Walmart was pretty low on light bulbs when I went there last so I am going to see what they have today and if I can't find anything then I will just find one at the pet store.

I prefer the look of sand over gravel.... I just might be switching over then!


----------



## BettaMummy87 (Jul 26, 2014)

I prefer it too.  And like you, I love that black sand.


----------



## BlueSky (Jan 26, 2014)

Would two 10 watt 6500k bulbs work for a 10 gallon? Those are the only tube light bulbs I can find with kelvin rating higher than 5000K. Thinking about just not using my light hood and use the clip on lights since those are easier to find the right bulbs for.

Also, would it be considered low or moderate lighting?


----------



## BlueSky (Jan 26, 2014)

Also the plants that come in the tubes from petco/petsmart do they need to be quarantined?


----------



## BettaMummy87 (Jul 26, 2014)

Without a meter its hard to be certain, what is the depth of the tank and how hig above the water level would the bulbs be set? 

I would hazard a guess at moderate, unless you are mounting them pretty high and/or the tank is deep. 

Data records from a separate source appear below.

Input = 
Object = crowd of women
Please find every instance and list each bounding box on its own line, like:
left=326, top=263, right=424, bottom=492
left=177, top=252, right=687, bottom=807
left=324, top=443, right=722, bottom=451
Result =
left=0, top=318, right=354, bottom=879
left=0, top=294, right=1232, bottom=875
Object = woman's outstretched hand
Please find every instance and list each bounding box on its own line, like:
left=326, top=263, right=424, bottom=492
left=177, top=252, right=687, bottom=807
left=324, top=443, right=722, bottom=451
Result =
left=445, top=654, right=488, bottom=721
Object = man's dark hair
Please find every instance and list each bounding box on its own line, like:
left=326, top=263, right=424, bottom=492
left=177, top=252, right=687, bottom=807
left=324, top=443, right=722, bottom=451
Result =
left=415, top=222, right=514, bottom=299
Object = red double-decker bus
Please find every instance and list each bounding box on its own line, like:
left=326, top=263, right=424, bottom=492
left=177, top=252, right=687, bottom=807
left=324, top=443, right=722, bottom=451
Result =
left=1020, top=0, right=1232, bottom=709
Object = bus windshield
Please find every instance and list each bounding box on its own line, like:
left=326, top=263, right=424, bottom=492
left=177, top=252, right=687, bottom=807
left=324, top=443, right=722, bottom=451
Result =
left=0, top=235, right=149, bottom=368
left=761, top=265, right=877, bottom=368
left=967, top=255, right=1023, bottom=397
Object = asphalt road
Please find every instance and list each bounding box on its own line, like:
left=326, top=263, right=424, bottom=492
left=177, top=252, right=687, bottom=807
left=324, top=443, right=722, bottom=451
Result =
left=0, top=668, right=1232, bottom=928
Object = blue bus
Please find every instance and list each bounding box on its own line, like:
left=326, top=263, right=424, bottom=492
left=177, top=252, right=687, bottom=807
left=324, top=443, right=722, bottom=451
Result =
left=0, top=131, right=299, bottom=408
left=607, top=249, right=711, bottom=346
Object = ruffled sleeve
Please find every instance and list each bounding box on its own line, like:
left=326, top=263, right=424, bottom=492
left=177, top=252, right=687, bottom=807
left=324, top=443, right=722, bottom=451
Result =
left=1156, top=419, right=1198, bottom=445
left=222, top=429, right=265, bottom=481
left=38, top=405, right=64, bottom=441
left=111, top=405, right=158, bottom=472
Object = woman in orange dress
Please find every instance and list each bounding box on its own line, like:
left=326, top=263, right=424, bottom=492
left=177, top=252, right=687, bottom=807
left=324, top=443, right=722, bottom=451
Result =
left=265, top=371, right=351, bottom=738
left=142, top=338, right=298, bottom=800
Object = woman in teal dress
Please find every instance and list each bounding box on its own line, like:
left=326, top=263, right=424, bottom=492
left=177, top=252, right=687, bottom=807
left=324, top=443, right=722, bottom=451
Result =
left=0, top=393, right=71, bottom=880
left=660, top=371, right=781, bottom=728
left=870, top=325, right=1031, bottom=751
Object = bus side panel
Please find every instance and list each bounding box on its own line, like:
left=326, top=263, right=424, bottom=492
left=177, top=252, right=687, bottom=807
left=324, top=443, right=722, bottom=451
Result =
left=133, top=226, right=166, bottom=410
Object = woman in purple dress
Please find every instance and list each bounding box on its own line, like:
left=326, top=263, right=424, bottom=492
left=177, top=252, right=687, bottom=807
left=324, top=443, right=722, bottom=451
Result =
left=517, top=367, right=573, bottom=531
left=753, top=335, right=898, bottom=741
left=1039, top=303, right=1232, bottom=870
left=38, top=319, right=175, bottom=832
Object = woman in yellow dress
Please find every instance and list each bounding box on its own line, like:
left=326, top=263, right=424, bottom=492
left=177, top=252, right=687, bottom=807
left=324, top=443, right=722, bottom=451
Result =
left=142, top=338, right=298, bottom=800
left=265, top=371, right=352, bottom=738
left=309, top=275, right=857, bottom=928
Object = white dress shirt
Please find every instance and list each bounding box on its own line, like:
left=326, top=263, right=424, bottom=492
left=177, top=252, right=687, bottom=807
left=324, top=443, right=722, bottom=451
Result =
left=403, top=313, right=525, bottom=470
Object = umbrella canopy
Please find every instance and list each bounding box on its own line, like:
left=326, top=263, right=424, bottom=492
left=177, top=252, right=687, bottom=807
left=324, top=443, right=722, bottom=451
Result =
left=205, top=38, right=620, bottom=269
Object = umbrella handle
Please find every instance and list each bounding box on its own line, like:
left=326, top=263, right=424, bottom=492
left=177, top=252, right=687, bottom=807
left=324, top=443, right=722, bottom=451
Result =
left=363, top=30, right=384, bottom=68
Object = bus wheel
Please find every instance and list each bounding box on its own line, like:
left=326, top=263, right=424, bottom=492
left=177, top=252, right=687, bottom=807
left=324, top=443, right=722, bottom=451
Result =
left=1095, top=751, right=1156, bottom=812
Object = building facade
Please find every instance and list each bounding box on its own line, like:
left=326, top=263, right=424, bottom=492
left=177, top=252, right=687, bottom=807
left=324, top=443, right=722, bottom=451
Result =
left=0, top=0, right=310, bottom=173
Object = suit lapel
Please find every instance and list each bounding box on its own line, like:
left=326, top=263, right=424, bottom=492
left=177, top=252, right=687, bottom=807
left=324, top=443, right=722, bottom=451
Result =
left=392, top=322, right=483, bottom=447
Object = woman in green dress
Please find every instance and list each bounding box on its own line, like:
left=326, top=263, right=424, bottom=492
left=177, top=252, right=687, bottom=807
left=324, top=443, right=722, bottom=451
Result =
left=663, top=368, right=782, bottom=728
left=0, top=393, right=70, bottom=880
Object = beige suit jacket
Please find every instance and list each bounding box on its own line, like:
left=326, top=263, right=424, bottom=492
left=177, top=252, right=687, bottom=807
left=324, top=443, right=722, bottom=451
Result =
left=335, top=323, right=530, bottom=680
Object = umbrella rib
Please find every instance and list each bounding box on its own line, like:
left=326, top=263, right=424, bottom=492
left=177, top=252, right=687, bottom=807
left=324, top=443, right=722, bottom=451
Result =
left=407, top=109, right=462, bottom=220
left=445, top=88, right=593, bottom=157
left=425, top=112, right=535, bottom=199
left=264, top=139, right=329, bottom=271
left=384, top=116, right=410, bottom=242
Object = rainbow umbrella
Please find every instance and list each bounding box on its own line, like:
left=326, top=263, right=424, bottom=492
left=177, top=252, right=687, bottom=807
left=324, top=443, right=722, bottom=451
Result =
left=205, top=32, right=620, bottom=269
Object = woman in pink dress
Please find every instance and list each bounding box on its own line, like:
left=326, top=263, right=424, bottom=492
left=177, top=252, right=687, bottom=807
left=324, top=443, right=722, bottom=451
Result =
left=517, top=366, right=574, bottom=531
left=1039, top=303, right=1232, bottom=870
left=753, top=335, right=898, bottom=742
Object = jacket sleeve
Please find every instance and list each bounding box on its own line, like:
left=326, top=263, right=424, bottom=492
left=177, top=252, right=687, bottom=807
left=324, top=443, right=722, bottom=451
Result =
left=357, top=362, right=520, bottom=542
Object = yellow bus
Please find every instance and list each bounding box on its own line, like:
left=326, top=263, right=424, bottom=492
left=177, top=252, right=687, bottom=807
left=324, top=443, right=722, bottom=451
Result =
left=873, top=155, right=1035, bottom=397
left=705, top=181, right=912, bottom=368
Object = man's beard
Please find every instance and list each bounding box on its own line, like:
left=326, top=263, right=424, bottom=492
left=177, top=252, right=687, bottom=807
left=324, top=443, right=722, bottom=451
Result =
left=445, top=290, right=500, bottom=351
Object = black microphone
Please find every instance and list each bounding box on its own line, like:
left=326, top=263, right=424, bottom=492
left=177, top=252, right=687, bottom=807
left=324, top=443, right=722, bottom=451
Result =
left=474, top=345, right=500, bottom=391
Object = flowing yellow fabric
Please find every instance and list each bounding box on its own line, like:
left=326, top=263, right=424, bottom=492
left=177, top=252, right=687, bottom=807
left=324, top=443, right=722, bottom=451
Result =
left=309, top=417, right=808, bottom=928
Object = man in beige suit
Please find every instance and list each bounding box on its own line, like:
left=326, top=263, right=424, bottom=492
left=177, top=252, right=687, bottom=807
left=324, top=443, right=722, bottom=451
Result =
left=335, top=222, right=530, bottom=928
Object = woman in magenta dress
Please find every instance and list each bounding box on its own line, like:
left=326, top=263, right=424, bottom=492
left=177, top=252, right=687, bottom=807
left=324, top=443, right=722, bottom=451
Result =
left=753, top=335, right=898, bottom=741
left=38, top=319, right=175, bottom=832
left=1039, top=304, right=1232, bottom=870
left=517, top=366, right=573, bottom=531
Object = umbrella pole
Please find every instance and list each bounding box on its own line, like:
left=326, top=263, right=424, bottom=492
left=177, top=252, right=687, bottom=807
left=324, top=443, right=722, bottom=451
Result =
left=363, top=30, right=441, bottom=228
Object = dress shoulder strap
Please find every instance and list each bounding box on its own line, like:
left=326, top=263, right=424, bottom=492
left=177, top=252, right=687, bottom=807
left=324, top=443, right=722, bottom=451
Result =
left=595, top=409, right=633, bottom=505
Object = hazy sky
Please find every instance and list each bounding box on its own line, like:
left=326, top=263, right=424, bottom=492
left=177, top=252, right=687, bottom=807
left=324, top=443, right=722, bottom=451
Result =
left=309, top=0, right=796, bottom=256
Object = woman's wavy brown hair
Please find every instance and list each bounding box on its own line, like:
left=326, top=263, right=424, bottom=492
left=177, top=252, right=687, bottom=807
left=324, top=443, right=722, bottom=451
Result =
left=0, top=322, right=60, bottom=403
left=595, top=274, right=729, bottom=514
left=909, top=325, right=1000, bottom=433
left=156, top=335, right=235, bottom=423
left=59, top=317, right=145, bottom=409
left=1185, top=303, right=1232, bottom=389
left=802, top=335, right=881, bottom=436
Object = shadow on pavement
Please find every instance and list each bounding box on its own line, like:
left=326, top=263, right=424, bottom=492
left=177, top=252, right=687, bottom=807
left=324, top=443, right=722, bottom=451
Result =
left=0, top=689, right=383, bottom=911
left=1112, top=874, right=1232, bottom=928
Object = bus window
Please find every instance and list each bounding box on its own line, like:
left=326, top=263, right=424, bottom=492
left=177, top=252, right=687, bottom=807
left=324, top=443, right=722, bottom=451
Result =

No idea on the tube plants, we dont get them here. :/ I QT the ones in tubs, if it is a species I am worried about. TBH I pop them in with the QT fish, save having multiple tanks running. Be aware there is an ANubias issue the last few years, so any borwning or smell from the rhizome and it should be segregated from all other anubias (_Echinodorus_ species and _Hygrophila corymbosa _have also been reported to be affected). Dont let it put you off, but maybe QT anubias seperately from any of those other species. _
_


----------



## ZZD (Jan 13, 2013)

I use black sand in my tank and I do have shrimp, but I also use a turkey baster I bought for my tank to clean up the tank as needed. I have one of the hinged glass lids that is always opened and Other than needing water added at least once a week I have no issues with it.


----------



## BlueSky (Jan 26, 2014)

BettaMummy87 said:


> Without a meter its hard to be certain, what is the depth of the tank and how hig above the water level would the bulbs be set?
> 
> I would hazard a guess at moderate, unless you are mounting them pretty high and/or the tank is deep.
> 
> ...


The tank is a standard rectangle 10 gallon tank. From the base of the tank to top of water level is 9 3/4 inches and there is about half an inch of gravel(soon to be changed out with sand). The light bulb is about 2 inches about the water.

I actually have some plants coming from Umar so I probably won't get any tube plants now.



ZZD said:


> I use black sand in my tank and I do have shrimp, but I also use a turkey baster I bought for my tank to clean up the tank as needed. I have one of the hinged glass lids that is always opened and Other than needing water added at least once a week I have no issues with it.


Yes that reminds me I need to get a turkey baster!


----------



## Oldfishlady (Mar 1, 2010)

I use and buy my light bulbs from about any store that has a lighting dept-usually walmart-I use the GE brand 6500k daylight-watts depends on the bulb size and that can vary from 10-40watts in my case.

My tanks are all soil based natural planted-no added Co2-only what the tank makes naturally from decomp and lights out-I don't have to use any added ferts since the system generates it for me, however, with the rosette type plants they need a bit more iron (yellowing leaves) sometimes and I will on occasion will need to make some clay balls from the natural clay I harvest around my stock pond and cram around the base of the rosette plants (swords, crypts, val, sags...etc)

I have found keeping the photoperiod at 10-12hr/day to work best for my plants and to keep excessive algae at bay-It normal, expected and a sign of a healthy system to have some algae, however, since these are closed systems it does need to be controlled to a degree.

With florescent light bulbs it is important to change them out at least every 12mo regardless if they are still working or not, due to the color temp is no longer effective for good plant growth. I also change the starter on my florescent bulb light strips the same time I swap out the bulbs-IMO, it a good habit to get into since the starter often will go out and you might think either the light bulb went bad or the light strip itself- when it is just a simple/cheap florescent starter that needed to be changed.

Light penetrating is also important for good plant growth-this is why I removed all my hoods-only using the light strips over the tanks-If using a hood be sure and keep the partition between the light and water really clean for good light penetration to plants.

With live plants I have found success is related more to proper kelvin rating than watts or even plant food-without proper lighting the plants can't use even the best food provided.


----------